Sur la ligne de flexion, les portes du four s’ouvrent et il devient immédiatement question de gagner contre le temps. Le verre est transporté de la chambre de chauffe vers la station de formation. À chaque seconde qui passe, la température baisse, ce qui se traduit par des défauts dans les pièces finies : distorsions visuelles, déviations de forme, ou même de fines fissures qui ne se manifestent que plus tard, lors du processus de trempe. Lorsque le profil thermique est régulier, les pièces sortent de la ligne de production conformément aux spécifications requises. En revanche, si le profil n’est pas régulier, cela entraîne des pertes dues aux pièces endommagées ou à des réparations nécessaires.
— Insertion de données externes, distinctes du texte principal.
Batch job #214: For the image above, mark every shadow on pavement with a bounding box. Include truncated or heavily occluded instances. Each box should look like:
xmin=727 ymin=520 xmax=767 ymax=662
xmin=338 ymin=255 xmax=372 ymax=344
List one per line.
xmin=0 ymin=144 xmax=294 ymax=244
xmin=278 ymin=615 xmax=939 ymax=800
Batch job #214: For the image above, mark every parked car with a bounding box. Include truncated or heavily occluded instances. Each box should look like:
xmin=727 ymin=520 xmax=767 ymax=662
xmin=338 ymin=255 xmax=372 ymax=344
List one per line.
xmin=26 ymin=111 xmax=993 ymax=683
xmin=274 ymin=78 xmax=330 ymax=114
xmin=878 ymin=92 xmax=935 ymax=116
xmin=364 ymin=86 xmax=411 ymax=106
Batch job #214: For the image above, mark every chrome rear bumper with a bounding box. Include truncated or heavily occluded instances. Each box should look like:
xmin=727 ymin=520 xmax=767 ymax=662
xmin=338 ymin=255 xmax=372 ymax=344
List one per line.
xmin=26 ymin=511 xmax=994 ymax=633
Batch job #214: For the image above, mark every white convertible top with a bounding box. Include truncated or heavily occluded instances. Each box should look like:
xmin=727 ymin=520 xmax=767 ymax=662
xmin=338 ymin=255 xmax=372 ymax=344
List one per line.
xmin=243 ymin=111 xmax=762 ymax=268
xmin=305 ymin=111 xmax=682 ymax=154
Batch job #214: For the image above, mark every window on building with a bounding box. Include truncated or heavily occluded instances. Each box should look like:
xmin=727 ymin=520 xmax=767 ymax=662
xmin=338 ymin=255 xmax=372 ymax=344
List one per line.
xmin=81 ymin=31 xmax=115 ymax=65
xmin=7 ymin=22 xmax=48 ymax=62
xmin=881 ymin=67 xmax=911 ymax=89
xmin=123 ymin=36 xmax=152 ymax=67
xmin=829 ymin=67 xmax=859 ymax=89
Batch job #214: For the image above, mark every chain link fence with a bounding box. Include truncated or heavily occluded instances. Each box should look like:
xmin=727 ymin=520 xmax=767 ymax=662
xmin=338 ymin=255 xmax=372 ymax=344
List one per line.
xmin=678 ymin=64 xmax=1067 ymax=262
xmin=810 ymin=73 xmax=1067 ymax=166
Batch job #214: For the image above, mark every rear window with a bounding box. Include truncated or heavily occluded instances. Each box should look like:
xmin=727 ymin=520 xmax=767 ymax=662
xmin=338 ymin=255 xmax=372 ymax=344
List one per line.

Ce qui est important sur le plan technique Le chauffage zoné pour la flexion du verre ne consiste pas à atteindre une seule température cible. Il s’agit plutôt de créer un champ thermique répétable sur toute la surface du verre. Chaque zone est équipée d’éléments en quartz ou à rayonnement infrarouge à ondes courtes, contrôlés de manière indépendante, afin d’adapter la température à l’émissivité du verre et aux exigences du processus de fabrication. La puissance nécessaire est ajustée pour permettre une montée en température rapide, sans excès. Le système de contrôle assure également une uniformité entre les différentes zones, ce qui permet de maîtriser les contraintes thermiques pendant le processus de flexion. Cela garantit une flexion prévisible, une mémoire de forme fiable, ainsi qu’un processus de soulagement des contraintes stable avant que le verre ne soit soumis au processus d’anneau.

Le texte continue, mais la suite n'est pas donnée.